В случае с текстами Лин Хеджинян такая стратегия кажется наиболее выигрышной. Действительно, с творчеством автора, чьи стихи ранее не издавались на русском языке единой книгой, лучше знакомиться в виде слепка, сплюснутого по хронологической шкале «от лучшего к самому лучшему». Билингвальная форма служит страховкой на случай, если симпатия возникнет не сразу. Взгляд может скользить по странице, сверяясь одновременно и с фантазией читателя, и с оригиналом.
Сборник «Слепки движения» снабжён подробным предисловием Владимира Фещенко, разъясняющим место каждого текста в биографии Лин и его значение для школы «языкового письма» в целом. Благодаря ему в книге практически нельзя заблудиться, но если всё-таки попробовать, то первым, что придёт на ум, будет, наверное, вопрос: «Как читать сам язык, чтобы его вид нас не напугал?». Впрочем, ответ на него не так однозначен:
Чтобы распоряжаться течением, изгибом, берегом или побережьем
существуют законы, осведомленные не более
чем бобры и морские окуни
Один из характерных приемов Хеджинян – оборачивание. Один процесс оборачивается другим по сходству, поверхностному или глубинному, но видимому, выдающему себя: «Прозрачности, или огни (угловатая звездчатость)». Речь не об имитации или воспроизведении, и даже не о превращении, а о возможности двигаться от одного события к другому, слой за слоем снимая их с поверхности вещи или понятия. В каком-то смысле это пример «сломанного» письма, слишком лёгкого, чтобы погрузиться в материал причинно-следственных связей, но всё ещё слишком тяжелого, чтобы от него оторваться.
В попытках установить в своём письме «связь без связи» разные авторы в разное время обращались к разным приёмам и средствам. Вспомним автоматическое письмо сюрреалистов с его порывом к бессознательному или минималистичные техники конкретистов, манипулировавших контекстом слова при помощи «визуального синтаксиса».
Для выяснения отношений с языком границы поэтики расширяются до областей, как будто находящихся вне его компетенции. Отличие языкового письма в том, что оно не столько противостоит детерминирующей силе языка, сколько хочет осуществиться, реализоваться за её же счёт.

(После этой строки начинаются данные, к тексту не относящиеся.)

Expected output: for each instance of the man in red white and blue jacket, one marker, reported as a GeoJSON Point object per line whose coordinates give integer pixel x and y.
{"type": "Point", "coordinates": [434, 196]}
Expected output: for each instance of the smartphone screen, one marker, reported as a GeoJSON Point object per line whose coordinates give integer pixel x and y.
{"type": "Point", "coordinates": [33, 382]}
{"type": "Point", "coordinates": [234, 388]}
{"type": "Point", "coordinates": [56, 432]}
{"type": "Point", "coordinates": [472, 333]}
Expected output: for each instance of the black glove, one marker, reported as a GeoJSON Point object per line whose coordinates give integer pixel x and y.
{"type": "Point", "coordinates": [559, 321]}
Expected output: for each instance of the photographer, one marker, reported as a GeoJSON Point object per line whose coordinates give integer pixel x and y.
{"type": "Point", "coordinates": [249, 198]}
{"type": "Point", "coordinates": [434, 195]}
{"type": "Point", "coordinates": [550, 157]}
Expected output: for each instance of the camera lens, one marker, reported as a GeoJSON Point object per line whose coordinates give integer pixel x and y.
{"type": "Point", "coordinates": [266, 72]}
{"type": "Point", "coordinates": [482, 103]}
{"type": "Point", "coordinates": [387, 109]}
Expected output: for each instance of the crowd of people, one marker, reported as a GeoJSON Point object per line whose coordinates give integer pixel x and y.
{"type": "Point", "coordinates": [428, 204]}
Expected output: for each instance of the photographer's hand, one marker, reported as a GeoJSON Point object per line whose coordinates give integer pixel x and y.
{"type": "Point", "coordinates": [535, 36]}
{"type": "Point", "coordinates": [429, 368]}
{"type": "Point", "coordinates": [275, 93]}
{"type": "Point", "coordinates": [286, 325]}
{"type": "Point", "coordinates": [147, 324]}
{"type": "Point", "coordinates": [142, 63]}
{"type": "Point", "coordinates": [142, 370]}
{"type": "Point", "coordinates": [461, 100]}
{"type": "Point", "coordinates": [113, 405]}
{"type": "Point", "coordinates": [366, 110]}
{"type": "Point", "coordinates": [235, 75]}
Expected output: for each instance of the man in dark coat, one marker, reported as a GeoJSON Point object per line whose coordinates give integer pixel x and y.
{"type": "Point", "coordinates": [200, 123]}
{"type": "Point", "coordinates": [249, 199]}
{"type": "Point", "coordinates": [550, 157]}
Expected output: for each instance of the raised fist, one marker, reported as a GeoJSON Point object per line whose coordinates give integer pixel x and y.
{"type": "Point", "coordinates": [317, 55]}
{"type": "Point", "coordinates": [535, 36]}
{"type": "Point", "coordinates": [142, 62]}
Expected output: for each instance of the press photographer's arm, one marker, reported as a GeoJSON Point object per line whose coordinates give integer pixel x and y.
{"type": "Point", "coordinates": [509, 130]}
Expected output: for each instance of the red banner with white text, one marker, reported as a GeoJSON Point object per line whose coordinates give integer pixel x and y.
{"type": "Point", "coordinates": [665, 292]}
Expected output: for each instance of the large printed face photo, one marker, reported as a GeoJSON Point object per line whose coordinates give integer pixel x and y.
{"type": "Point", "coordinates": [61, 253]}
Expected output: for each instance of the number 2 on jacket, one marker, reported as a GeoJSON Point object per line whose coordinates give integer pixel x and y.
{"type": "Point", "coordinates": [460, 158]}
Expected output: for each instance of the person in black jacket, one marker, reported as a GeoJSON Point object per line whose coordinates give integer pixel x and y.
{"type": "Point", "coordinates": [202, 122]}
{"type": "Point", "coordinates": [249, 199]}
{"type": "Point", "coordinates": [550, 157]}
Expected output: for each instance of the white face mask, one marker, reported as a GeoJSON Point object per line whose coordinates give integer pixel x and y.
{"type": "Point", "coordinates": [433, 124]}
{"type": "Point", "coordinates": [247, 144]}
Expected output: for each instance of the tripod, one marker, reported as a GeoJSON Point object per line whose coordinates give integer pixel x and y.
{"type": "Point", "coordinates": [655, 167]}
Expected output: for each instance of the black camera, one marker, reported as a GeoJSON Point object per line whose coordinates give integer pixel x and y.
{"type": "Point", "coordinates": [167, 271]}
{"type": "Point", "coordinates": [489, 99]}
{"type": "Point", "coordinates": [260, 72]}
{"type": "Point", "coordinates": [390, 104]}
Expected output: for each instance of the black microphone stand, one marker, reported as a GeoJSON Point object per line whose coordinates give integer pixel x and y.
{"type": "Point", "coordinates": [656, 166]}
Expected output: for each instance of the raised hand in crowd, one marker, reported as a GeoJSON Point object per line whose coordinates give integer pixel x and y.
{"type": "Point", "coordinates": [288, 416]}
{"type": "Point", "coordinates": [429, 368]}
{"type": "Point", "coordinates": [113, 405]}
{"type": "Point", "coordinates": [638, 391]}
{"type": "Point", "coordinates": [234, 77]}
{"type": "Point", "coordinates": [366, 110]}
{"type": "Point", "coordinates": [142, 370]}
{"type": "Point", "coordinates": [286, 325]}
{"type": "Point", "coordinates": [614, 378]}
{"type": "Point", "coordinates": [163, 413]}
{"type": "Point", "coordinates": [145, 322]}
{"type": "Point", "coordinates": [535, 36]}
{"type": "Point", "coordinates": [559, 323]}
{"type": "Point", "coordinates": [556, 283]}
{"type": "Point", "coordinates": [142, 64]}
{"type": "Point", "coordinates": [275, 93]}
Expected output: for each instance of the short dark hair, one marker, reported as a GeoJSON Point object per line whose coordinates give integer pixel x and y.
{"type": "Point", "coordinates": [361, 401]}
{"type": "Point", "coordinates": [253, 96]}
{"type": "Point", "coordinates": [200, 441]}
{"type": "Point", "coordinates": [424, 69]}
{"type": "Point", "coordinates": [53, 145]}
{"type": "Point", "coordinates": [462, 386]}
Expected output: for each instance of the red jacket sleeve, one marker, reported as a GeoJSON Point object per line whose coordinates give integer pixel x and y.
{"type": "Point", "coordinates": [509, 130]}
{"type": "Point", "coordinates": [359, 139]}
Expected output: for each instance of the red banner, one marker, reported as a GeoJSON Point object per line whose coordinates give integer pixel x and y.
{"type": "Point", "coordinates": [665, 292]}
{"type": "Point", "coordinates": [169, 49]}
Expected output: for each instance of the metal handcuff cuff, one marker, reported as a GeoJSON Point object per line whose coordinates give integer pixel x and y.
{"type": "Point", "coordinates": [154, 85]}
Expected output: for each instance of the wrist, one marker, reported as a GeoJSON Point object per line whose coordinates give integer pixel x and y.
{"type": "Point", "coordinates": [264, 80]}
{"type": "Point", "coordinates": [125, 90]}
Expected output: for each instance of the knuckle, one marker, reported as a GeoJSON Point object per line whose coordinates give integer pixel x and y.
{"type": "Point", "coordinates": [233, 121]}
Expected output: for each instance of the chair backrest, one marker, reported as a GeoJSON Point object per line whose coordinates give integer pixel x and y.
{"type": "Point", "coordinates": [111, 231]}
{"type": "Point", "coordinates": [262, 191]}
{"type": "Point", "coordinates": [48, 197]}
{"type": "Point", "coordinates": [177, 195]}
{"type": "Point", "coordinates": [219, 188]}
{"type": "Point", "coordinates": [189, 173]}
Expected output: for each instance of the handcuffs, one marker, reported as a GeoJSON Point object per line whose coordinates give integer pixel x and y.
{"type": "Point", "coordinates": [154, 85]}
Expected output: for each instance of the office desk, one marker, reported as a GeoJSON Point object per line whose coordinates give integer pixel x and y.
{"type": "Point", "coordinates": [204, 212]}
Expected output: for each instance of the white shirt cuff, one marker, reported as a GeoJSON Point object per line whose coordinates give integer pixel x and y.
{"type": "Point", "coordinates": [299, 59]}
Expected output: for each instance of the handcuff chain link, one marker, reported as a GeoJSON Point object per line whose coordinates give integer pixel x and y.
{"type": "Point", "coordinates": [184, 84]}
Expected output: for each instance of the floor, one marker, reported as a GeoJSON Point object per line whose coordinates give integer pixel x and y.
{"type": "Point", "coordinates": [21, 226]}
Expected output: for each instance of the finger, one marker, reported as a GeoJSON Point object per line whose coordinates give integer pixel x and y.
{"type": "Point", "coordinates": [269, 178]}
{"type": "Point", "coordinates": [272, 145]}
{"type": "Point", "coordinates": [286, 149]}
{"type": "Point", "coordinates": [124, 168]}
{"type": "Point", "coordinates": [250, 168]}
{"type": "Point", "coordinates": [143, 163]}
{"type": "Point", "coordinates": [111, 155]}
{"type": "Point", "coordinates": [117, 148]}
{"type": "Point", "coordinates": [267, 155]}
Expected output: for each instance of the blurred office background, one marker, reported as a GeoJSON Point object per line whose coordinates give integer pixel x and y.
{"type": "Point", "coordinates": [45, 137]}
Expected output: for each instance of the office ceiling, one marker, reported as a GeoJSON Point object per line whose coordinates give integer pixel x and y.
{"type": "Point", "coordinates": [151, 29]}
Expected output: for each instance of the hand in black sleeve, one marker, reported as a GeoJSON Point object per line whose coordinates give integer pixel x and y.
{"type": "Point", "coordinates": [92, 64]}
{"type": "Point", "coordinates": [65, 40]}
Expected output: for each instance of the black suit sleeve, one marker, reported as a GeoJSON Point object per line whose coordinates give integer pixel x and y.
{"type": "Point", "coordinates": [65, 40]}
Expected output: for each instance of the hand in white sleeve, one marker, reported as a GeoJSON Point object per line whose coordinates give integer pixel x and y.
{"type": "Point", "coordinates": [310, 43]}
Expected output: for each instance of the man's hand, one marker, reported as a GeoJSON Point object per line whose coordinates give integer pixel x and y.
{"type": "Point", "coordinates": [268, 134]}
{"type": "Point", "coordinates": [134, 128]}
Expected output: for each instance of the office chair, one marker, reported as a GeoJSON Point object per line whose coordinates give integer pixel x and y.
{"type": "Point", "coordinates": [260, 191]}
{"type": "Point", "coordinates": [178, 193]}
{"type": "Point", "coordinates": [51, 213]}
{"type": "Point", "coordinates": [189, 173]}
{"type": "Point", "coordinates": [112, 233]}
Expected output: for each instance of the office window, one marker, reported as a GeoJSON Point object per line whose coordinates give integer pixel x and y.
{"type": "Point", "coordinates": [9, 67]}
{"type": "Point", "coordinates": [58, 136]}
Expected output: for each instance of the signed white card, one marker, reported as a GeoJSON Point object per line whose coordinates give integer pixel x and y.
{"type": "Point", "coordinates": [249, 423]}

«Оборачивание» противостоит повторению как классическому способу производства текста. Не верность предшествующим установкам ведёт нас, а восклицание «или вот», полное энтузиазма перед вновь повторившимся различием:
Наверное, работа Языкового Письма не была «поворотом к обыденности» <…>. Скорее, это был поворот к различению таким образом, к самому языку, конечно же, а также к тому, что оказывает сопротивление, к неидентифицируемому в социальной и нарративной сферах <…>. Другими словами, состояния неисправности.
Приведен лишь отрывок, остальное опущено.